Evaluating Geostationary Satellite–Based Approaches for NDVI Gap Filling in Polar-Orbiting Satellite Observations

The Normalized Difference Vegetation Index (NDVI) derived from polar-orbiting satellites is widely used for vegetation monitoring; however, its temporal continuity is often limited by cloud contamination and fixed revisit cycles. This study investigates the feasibility of using geostationary satellite observations to support NDVI gap filling applications and continuous regional monitoring. Geostationary Ocean Color Imager II (GOCI-II) data were used as input, while Sentinel-2 Multispectral Instrument (MSI) NDVI served as the primary reference dataset. Landsat Operational Land Imager NDVI was additionally employed for independent cross-sensor comparison. A data-driven transformation framework was developed and applied to convert GOCI-II NDVI into MSI-equivalent NDVI while maintaining physically interpretable NDVI values. The transformed NDVI was evaluated through spatial comparisons and pixel-level statistical metrics, including correlation coefficient, mean absolute error, root mean square error, and structural similarity index measure.
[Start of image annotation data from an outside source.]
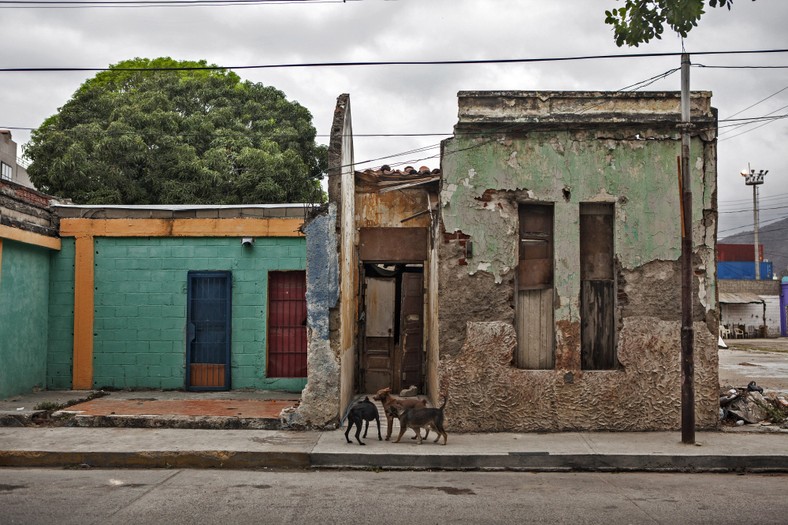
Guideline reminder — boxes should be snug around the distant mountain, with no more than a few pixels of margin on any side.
[717,218,788,277]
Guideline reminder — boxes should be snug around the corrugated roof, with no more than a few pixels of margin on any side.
[720,292,763,304]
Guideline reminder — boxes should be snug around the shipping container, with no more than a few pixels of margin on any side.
[717,244,763,262]
[717,261,774,281]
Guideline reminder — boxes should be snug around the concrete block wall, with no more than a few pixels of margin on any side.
[47,238,75,390]
[82,237,306,391]
[0,239,49,399]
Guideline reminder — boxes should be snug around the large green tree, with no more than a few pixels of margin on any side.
[26,58,327,204]
[605,0,755,47]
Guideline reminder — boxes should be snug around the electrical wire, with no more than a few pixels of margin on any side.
[0,49,788,73]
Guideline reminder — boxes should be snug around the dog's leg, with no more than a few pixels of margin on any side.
[394,421,408,443]
[345,417,353,443]
[356,417,367,445]
[383,404,394,441]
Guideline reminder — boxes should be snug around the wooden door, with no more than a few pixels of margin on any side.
[361,277,396,392]
[396,272,424,393]
[515,204,555,369]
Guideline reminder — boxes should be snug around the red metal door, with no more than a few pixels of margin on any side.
[267,271,306,377]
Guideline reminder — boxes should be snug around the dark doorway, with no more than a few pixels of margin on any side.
[359,264,424,393]
[186,271,233,390]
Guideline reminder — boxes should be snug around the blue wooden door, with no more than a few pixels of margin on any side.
[186,272,232,390]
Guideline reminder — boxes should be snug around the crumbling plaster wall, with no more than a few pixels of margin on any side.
[440,317,719,432]
[439,127,718,431]
[282,203,340,428]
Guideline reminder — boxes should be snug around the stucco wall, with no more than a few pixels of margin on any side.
[439,97,718,430]
[282,203,340,428]
[0,239,49,399]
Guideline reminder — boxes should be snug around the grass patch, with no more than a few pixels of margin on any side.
[33,401,66,412]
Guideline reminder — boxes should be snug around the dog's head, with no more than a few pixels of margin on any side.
[372,387,391,401]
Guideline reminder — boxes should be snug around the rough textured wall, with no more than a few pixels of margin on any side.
[282,203,340,428]
[439,116,718,430]
[93,237,306,392]
[47,238,75,390]
[0,239,49,399]
[439,317,719,432]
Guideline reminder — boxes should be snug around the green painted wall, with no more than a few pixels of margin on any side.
[47,238,74,390]
[441,132,715,319]
[0,240,49,399]
[88,237,306,391]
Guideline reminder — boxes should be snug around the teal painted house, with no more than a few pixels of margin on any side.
[0,185,306,398]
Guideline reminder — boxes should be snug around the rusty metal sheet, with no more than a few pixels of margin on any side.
[359,228,428,262]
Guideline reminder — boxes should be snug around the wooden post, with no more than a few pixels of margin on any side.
[681,53,695,444]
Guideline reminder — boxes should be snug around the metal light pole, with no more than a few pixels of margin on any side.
[741,166,769,281]
[680,53,695,444]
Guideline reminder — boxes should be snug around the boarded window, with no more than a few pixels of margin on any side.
[267,271,306,377]
[580,203,617,370]
[515,204,555,369]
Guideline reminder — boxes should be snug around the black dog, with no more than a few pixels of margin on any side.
[345,397,383,445]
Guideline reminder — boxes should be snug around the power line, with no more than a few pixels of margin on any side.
[0,49,788,73]
[0,0,348,9]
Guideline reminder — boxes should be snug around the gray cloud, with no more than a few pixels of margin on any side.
[0,0,788,231]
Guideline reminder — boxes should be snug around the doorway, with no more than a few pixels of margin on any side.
[186,271,233,390]
[358,263,425,393]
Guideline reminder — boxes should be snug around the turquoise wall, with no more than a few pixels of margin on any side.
[47,238,74,390]
[0,239,50,399]
[88,237,306,391]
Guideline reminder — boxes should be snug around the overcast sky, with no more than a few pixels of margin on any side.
[0,0,788,233]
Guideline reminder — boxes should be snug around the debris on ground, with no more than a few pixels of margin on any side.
[720,381,788,429]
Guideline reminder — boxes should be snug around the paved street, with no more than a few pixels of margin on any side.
[719,337,788,392]
[0,469,788,525]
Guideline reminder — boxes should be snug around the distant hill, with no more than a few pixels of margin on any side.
[717,218,788,277]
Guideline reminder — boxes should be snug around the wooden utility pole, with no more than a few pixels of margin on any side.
[681,53,695,444]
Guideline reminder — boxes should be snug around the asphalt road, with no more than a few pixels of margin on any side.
[0,469,788,525]
[718,338,788,392]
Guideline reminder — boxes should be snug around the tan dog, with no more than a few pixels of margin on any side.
[391,397,449,445]
[372,388,429,441]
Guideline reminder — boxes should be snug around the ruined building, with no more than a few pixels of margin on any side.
[288,92,718,431]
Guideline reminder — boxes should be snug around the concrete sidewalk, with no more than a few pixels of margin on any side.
[0,427,788,472]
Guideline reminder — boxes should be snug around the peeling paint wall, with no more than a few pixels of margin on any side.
[439,92,718,430]
[283,203,340,428]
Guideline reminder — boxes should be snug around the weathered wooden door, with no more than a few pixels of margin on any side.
[361,277,396,392]
[580,203,618,370]
[186,272,232,390]
[266,270,306,378]
[396,272,424,392]
[515,204,555,369]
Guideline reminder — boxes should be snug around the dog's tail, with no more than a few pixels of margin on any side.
[440,390,449,411]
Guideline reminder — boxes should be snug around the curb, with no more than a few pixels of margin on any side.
[0,450,310,470]
[0,450,788,473]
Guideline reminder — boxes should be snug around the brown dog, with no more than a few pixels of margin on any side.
[391,396,448,445]
[372,388,429,441]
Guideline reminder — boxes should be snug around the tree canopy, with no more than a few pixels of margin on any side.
[605,0,755,47]
[25,58,327,204]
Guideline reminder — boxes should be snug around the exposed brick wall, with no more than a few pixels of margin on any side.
[717,279,780,295]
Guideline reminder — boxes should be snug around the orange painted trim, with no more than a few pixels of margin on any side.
[71,237,94,390]
[0,224,60,250]
[60,218,304,237]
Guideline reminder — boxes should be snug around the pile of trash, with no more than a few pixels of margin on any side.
[720,381,788,429]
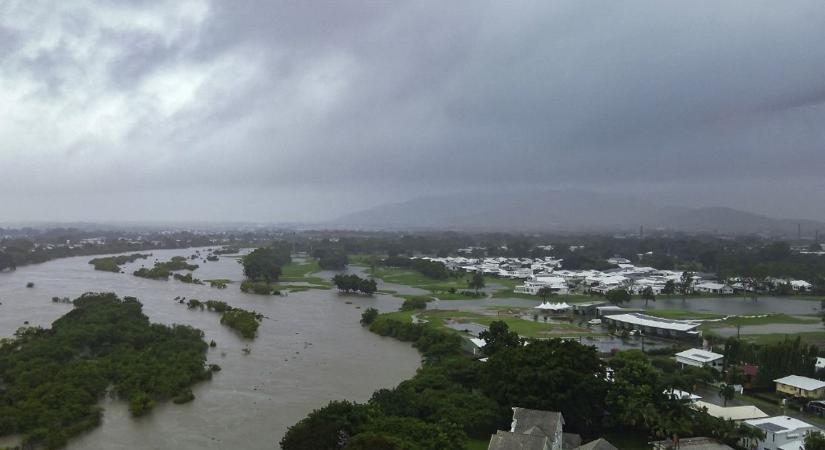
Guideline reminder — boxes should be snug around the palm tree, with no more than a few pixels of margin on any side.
[719,383,736,406]
[536,286,553,302]
[642,286,656,308]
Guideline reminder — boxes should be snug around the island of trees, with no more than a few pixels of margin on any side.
[240,243,292,295]
[181,298,264,339]
[0,293,216,448]
[89,253,152,273]
[332,274,378,295]
[311,239,349,270]
[133,256,199,280]
[280,309,762,450]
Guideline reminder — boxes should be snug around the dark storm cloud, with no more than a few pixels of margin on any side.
[0,0,825,219]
The results indicate that NDVI transformed from geostationary observations can capture broad spatial patterns and relative variability observed in MSI NDVI, particularly at the field scale. At the same time, reduced contrast and NDVI underestimation are observed, mainly due to spatial resolution differences and sub-pixel heterogeneity. This study emphasizes the potential role of geostationary satellite data as a complementary source for polar-orbiting NDVI products. The findings suggest that integrating geostationary and polar-orbiting satellite observations may contribute to improving NDVI continuity and supporting sustained vegetation monitoring over fixed regions where high temporal resolution is required.